Fri, Apr 06, 2007 - Page 4 News List

Women's rights laws emerge in India

SIGN OF THE TIMES In a society traditionally dominated by men, new legislation is beginning to make itself felt, particulary in how it affects victims of domestic violence


Magistrates in India are becoming involved in the intimate living arrangements of unhappily married couples as they struggle to enforce a new law against domestic violence.

Legislation passed late last year has given women victims of domestic violence greater rights, principally the right to continue living in the marital home. Earlier, most Indian women had suffered beatings without protest because they knew that their husbands and in-laws could throw them out of the house, rendering them destitute and homeless.

But implementing the law is proving difficult for magistrates who end up arbitrating over such matters as who has the right to use the bathroom and other such minutiae.

Anusha Rewari, 38, used the new law to get a magistrate's order giving her the right to continue living in her home, owned by her husband Bharati in Lajpat Nagar in the Indian capital.

Rewari and her three young daughters had been thrown out earlier when Bharati had attacked her with a cricket bat. Every time, she fled to her parents' home and every time she returned, the dishonor of a married daughter returning home was too much for her parents.

"It was such a relief to know that I could stay at home even though he's in the next room. But he has refused to let me use kitchen and bathroom," Rewari said.

The magistrate has recently issued another order directing the family to give her access to these sections of the family home.

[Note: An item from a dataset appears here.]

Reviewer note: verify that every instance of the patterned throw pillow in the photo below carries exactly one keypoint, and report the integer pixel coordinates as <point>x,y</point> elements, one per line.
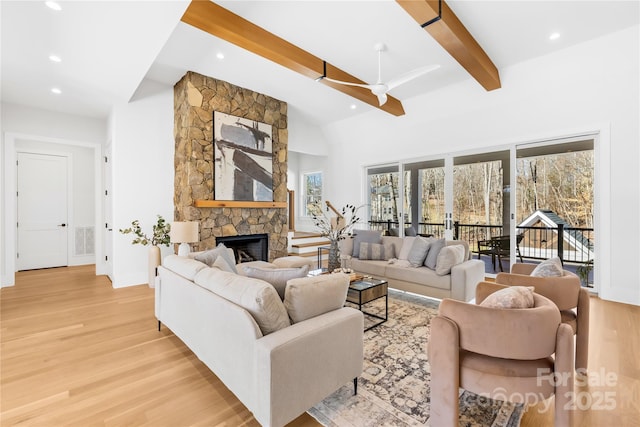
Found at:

Lawyer Priti Kapoor who gives legal advice to women's groups, believes the law is a step in the right direction as it serves as a reality check for violent men and gives women a roof over their heads but is also concerned at the complexity of already fraught domestic situations that are emerging.

"How can you ensure that a woman feels safe or that the children can move around freely in a house? Does the wife use the kitchen at different times from the mother-in-law or what? Legislating over these private, daily matters is very difficult. It will take time to evolve guidelines," Kapoor said.

The Protection of Women Against Domestic Violence Act may be a complicated piece of legislation but his hasn't stopped thousands of women going to police stations to file cases under the new law against violent husbands.

Although it's too early for any figures, women's groups in the capital say cases are pouring in as battered women realize that they finally have a weapon against their abusive husbands.

At dinner parties in middle class homes, men joke nervously about how they had better watch themselves now that the wife has greater powers than ever before.

Women like Hansie Pande, 35, had no choice but to run to a refuge with her two children when her husband's beatings became too savage. The home was owned by her husband and registered in his name. Whenever he threw her out, she had no means of stopping him.

Now, a court has given Pande the right to stay in her home and her unemployed husband knows that if he harasses her or is violent, he can be sent to jail for a year or fined.

"He is really angry that I'm still here. If it weren't for this law, he would have punched me senseless and thrown me out on the street but he's helpless. I've never seen him so frustrated," Pande said.

India's National Crime Records Bureau registers a case of cruelty by husbands and their relatives every nine minutes and last year's legislation is the product of 10 years of campaigning by women's groups.